Background and Layout Evaluation
Am I doing something wrong? I am unable to generate a harmonized layout
Background Training
export MODEL_NAME="CompVis/stable-diffusion-v1-4" export INSTANCE_DIR="./../data/background/train" export OUTPUT_DIR="./../logs/background"
accelerate launch train_background.py
--pretrained_model_name_or_path=$MODEL_NAME
--train_text_encoder
--instance_data_dir=$INSTANCE_DIR
--output_dir=$OUTPUT_DIR
--resolution=512
--train_batch_size=1
--gradient_checkpointing
--learning_rate=1e-5
--lr_scheduler="constant"
--lr_warmup_steps=500
--num_train_epochs=50
--resume_from_checkpoint=latest
--with_spatial_loss
--checkpointing_steps=10000
Background Evaluation Results
- FID: 25.15
- CLIP: 17.36
- Saliency Ratio: 0.1756
Layout Training
python main.py --dataset webui --exp layout
--data_dir ../data
--epoch 100 --lr 1.5e-5 --lr_decay
--encode_backbone swin --encode_embd 1024
--finetune_vb --pretrain_vb --debug
Layout Evaluation Results
- Occlusion: 10.86
- Alignment: 0.28
- Overlap: 10.19
Also in the following command, I can not see the usage of "generator_path" param
python pipeline.py
--prompt "Rose Valentines' Day"
--mode "background"
--encoder_path /path/to/encoder
--decoder_path /path/to/decoder
--generator_path logs/background-ours
For the layout generation training, remove the --debug option to use the training set, otherwise only valset is used for training.

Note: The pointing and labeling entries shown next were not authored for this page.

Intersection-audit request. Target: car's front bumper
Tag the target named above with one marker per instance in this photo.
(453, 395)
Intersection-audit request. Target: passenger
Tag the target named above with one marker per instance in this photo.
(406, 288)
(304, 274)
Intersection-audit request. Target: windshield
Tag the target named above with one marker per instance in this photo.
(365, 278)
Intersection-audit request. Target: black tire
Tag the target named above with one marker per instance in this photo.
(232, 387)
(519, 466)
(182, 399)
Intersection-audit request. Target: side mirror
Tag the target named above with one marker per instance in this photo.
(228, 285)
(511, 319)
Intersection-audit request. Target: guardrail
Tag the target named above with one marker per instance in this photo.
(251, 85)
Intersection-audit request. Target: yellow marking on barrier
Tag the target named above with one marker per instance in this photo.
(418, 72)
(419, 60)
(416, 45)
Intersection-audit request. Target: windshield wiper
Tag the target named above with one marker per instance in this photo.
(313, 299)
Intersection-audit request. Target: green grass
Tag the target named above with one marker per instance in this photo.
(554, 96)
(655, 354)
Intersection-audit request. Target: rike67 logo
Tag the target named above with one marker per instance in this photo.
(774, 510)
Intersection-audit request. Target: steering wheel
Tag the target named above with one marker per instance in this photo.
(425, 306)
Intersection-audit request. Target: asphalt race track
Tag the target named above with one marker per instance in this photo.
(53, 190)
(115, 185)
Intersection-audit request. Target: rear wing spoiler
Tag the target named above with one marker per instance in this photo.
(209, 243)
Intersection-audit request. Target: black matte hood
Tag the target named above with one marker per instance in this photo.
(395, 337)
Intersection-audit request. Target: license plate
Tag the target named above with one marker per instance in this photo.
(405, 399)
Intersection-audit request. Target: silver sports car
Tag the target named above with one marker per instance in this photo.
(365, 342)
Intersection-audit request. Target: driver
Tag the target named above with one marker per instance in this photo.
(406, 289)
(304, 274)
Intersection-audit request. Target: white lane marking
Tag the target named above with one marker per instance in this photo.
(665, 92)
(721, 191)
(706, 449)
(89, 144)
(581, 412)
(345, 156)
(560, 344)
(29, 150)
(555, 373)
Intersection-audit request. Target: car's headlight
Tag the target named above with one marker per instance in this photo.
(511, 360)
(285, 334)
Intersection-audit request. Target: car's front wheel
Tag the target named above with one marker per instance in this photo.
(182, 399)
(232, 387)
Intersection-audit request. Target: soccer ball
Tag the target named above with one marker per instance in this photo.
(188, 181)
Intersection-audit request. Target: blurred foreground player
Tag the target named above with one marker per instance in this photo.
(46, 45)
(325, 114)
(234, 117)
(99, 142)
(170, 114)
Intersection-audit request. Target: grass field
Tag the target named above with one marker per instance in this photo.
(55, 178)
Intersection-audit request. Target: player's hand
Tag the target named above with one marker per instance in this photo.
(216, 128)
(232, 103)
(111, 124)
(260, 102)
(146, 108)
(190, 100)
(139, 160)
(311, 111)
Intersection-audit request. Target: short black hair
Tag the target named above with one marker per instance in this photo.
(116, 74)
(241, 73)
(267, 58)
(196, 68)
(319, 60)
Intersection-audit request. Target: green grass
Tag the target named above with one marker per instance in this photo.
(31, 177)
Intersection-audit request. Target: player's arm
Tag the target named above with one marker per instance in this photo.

Thanks for the response. Let me try
Evaluation Script
EXP=swin
DATASET=webui
COMMAND=category_generate
python main.py --encode_backbone swin --encode_embd 1024
--dataset $DATASET --exp $EXP --evaluate
--decoder_path ../logs/$DATASET/$EXP/checkpoints/decoder.pth
--encoder_path ../logs/$DATASET/$EXP/checkpoints/encoder.pth
--eval_command $COMMAND
--calculate_harmony
--save_pkl
python eval.py webui logs/$DATASET/$EXP/generated_layout_$COMMAND.pth
Training Script
python main.py --dataset webui --exp layout
--data_dir ../data
--epoch 100 --lr 1.5e-5 --lr_decay
--encode_backbone swin --encode_embd 1024
--finetune_vb --pretrain_vb
- Could you please also fix the the --exp folder, as the name is different in both the training and evaluation scripts?
- What's the difference between harmony and coverage?
- ["category_generate", "real_image", "reconstruction"]—what's's the difference between them?
- Where can I find the presentation generation script.
Thank you for your assistance with my questions. I appreciate your support and look forward to your response.
Training Script
python main.py --dataset webui --exp layout
--data_dir ../data
--epoch 100 --lr 1.5e-5 --lr_decay
--encode_backbone swin --encode_embd 1024
--finetune_vb --pretrain_vb
Evaluation Command
EXP=layout
DATASET=webui
COMMAND=category_generate
python main.py --encode_backbone swin --encode_embd 1024
--dataset $DATASET --exp $EXP --evaluate
--decoder_path /logs/$DATASET/$EXP/checkpoints/decoder_99.pth
--encoder_path /logs/$DATASET/$EXP/checkpoints/encoder_99.pth
--eval_command $COMMAND
--calculate_harmony
--save_pkl
--save_image
python eval.py webui /logs/$DATASET/$EXP/generated_layout_$COMMAND.pth
Evaluation Results
using device: cuda:0 load iou data train <dataset.WebUI object at 0x7f2806174c40> load iou data train dataset vocab_size: 231 train dataset max_length: 42 encoder status: name-swin, grad-True, pretrain-False /lib/python3.8/site-packages/torch/functional.py:504: UserWarning: torch.meshgrid: in an upcoming release, it will be required to pass the indexing argument. (Triggered internally at /opt/conda/conda-bld/pytorch_1695392036766/work/aten/src/ATen/native/TensorShape.cpp:3526.) return _VF.meshgrid(tensors, **kwargs) # type: ignore[attr-defined] testing... dataset length: 393 100%|███████████████████████████████████████████████████████████████████████████████████████████████████████████████████████████| 393/393 [01:36<00:00, 4.08it/s] harmony is: 0.17446137576242893 Dataset: webui Alignment: 0.22 Overlap: 17.67
Still the results are not satisfactory, am I doing something wrong?